Keel explained that Facebook is unique compared to other websites because it brings together peer pressure and media in the same place.

Facebook “basically combines these two known risk factors,” Keel said. The study was published in the International Journal of Eating Disorders. 

Restricting calories wreaks havoc on the body, but just how harmful is it and what is affected?

Severely restricted diets and alcohol abuse impair the brain in similar ways, according to Dr. David Hamilton, a psychiatrist specializing in neuroscience and the associate medical director of Yellowbrick, an addiction treatment facility in Evanston. His training in neurology give him an understanding of how different substances impact brain function.

He explains that starvation impairs certain parts of the brain.

“The brain has developed mechanisms for dealing with that and it starts selectively shutting down parts that aren’t as necessary as other parts,” Hamilton said. “And those parts are things like reason, decision-making, consciousness.”

The way alcohol interacts with the brain is strikingly similar, gradually impairing function. Combining food restriction with drinking is even worse because it magnifies the effects on the brain, which can be dangerous and even deadly for young women.

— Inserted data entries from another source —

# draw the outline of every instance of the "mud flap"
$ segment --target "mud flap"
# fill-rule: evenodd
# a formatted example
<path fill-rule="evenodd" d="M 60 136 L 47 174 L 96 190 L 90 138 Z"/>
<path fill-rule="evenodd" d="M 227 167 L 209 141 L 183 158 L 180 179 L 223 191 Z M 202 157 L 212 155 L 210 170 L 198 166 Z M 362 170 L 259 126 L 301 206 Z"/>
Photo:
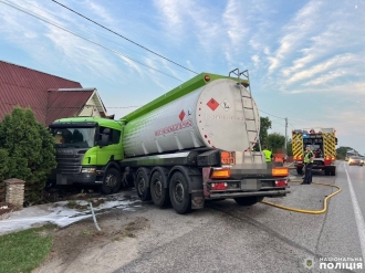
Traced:
<path fill-rule="evenodd" d="M 191 190 L 191 209 L 202 209 L 205 204 L 205 198 L 202 190 Z"/>

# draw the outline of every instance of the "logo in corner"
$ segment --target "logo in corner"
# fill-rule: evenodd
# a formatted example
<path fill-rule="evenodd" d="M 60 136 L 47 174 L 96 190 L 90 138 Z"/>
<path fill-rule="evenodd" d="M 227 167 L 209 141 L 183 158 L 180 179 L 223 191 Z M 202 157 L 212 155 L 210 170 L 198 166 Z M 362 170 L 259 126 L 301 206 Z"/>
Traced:
<path fill-rule="evenodd" d="M 303 260 L 303 265 L 304 265 L 304 267 L 306 267 L 309 270 L 313 269 L 313 266 L 314 266 L 314 259 L 313 258 L 305 258 Z"/>

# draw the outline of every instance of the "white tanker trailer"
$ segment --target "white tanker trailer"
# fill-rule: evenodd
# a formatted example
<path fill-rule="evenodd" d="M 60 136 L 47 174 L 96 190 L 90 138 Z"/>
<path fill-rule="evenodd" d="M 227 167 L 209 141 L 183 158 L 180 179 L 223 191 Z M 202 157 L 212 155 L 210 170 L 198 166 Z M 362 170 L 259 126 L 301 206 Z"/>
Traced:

“They’re more vulnerable to traumatic assault, accidents, drinking more than they intended to, using other substances they might not have decided to if this issue, this decision making part of the brain, was working more properly,” Hamilton said.

Unfortunately, what starts out as a minor problem for some women turns into a huge one later down the road. This is what Chaplin sees happening to her friend.

“It’s kind of taking over her life now,” she said.

While some young women spiral out of control, others find they are able to correct the problem as they grow older and leave the college lifestyle behind.

“It slowly started to taper off senior year,” Selfrige says.

Selfrige has not had any problems since she graduated from college, suggesting that the condition may be a phase that other college women will be able to outgrow.